Tom Frost - Robbins ventures up - 1961

Photo by Tom Frost (Creative Commons 3.0).

Saturday morning, I came to the sudden realization that I was doing Nanowrimo whether I liked it or not. After several hours of denial in which I instituted time-old delay tactics, such as twitter and tumblr, I decided on a story to work with — a novel in poems involving the interweaving and retelling of many fairy tales and myths — and began to dig in.

This weekend was an excellent lesson in making time to write.

On Saturday, in between switching out laundry, I wrote. After going for a 4 mile run/walk, I wrote. In the few minutes before I had to leave for the awesome Dia de los Muertos party, hosted my fantastically awesome friend Lise, I wrote.

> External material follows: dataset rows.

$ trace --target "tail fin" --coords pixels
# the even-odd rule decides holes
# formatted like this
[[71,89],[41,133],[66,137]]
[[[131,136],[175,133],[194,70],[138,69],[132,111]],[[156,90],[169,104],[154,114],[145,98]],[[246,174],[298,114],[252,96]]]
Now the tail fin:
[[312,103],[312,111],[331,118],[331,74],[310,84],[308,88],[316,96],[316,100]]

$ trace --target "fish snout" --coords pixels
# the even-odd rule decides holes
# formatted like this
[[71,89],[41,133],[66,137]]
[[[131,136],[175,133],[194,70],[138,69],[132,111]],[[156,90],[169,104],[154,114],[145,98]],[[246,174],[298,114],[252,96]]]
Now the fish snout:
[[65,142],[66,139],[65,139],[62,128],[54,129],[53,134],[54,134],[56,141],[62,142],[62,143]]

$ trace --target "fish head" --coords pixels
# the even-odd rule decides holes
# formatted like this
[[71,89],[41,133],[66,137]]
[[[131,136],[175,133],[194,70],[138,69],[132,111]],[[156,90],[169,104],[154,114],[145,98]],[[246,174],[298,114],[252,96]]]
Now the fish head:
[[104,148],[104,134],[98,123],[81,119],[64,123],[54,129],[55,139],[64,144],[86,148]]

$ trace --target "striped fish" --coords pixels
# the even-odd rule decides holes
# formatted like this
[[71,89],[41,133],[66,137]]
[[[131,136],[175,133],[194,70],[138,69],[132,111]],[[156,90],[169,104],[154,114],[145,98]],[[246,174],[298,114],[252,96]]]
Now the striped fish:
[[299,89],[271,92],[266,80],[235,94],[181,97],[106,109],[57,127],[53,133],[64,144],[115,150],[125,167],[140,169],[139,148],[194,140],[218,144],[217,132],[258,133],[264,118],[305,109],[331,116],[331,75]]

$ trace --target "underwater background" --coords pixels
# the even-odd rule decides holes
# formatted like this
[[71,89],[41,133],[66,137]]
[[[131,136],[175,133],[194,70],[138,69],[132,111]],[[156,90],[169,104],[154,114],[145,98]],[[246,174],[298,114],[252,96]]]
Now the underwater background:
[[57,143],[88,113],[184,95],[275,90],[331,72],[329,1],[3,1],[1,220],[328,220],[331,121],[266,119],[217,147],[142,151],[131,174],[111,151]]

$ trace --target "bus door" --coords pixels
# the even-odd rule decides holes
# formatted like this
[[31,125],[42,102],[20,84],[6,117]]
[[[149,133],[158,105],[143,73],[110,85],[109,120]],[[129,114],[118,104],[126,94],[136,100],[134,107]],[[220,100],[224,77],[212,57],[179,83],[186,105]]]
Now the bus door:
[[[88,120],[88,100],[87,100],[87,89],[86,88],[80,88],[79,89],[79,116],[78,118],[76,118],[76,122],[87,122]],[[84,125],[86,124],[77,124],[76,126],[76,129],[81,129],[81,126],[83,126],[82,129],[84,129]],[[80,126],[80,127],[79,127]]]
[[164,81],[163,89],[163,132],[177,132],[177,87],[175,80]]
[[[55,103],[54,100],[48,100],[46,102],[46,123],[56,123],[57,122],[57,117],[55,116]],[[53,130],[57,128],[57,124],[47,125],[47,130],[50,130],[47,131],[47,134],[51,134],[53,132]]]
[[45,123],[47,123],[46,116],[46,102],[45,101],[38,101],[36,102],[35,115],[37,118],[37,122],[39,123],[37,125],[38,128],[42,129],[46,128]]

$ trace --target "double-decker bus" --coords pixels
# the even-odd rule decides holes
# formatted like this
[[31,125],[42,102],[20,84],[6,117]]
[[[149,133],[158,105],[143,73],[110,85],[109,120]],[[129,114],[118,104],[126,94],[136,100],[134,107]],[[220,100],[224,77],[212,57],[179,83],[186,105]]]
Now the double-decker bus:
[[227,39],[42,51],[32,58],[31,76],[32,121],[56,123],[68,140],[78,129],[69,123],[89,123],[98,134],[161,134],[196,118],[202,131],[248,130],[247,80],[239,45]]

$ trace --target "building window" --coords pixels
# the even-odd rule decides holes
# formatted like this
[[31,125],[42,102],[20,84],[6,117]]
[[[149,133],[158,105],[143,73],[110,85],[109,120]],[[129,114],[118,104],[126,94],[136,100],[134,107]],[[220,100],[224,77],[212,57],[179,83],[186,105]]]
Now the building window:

On Sunday, I woke up early and wrote, because I knew the majority of my day would be given over to helping my sister move from one apartment to another — both apartments were on the second floor. Well, one was on the second and a half floor, because there was a flight of stairs just to get to the second floor, which means my legs are all wibbly wobbly today. While my sister and mom were organizing all the moved-in things, I sat in the living room and wrote some more.

The result: 3,079 words written.

Already, with just that start, I feel better. The poems are more prosey than I’d like, but that’s for editing to fix. The months of feeling stuck and miserable from not writing has slid off my shoulders. This was exactly what I needed. I have a mountain of work ahead of me, but if I continue to be creative with my use of time, then I’m certain I can make it all work.

This is the mountain of things to be done during the rest of November:

1 — Trip to the U.K. for work. I’ll have a day and a half in London to tour the city, which will be action packed

3+ — Bridal party events to attend, including the bachlorette party, the rehearsal, and actual wedding itself.

2-3 — Thanksgiving dinners. The family dynamics are shifting this year and I’m not sure how it’s all going to fall into place.

27 — Blog posts left to be written as part of NaBloPoMo.

46,921 — Words left to be written for Nanowrimo.

Unknown Number — Of books to be read, runs to be run, and hang out time with friends and family have to be fit in.

Are you participating in any November challenges? Have you had a good kick off to the month?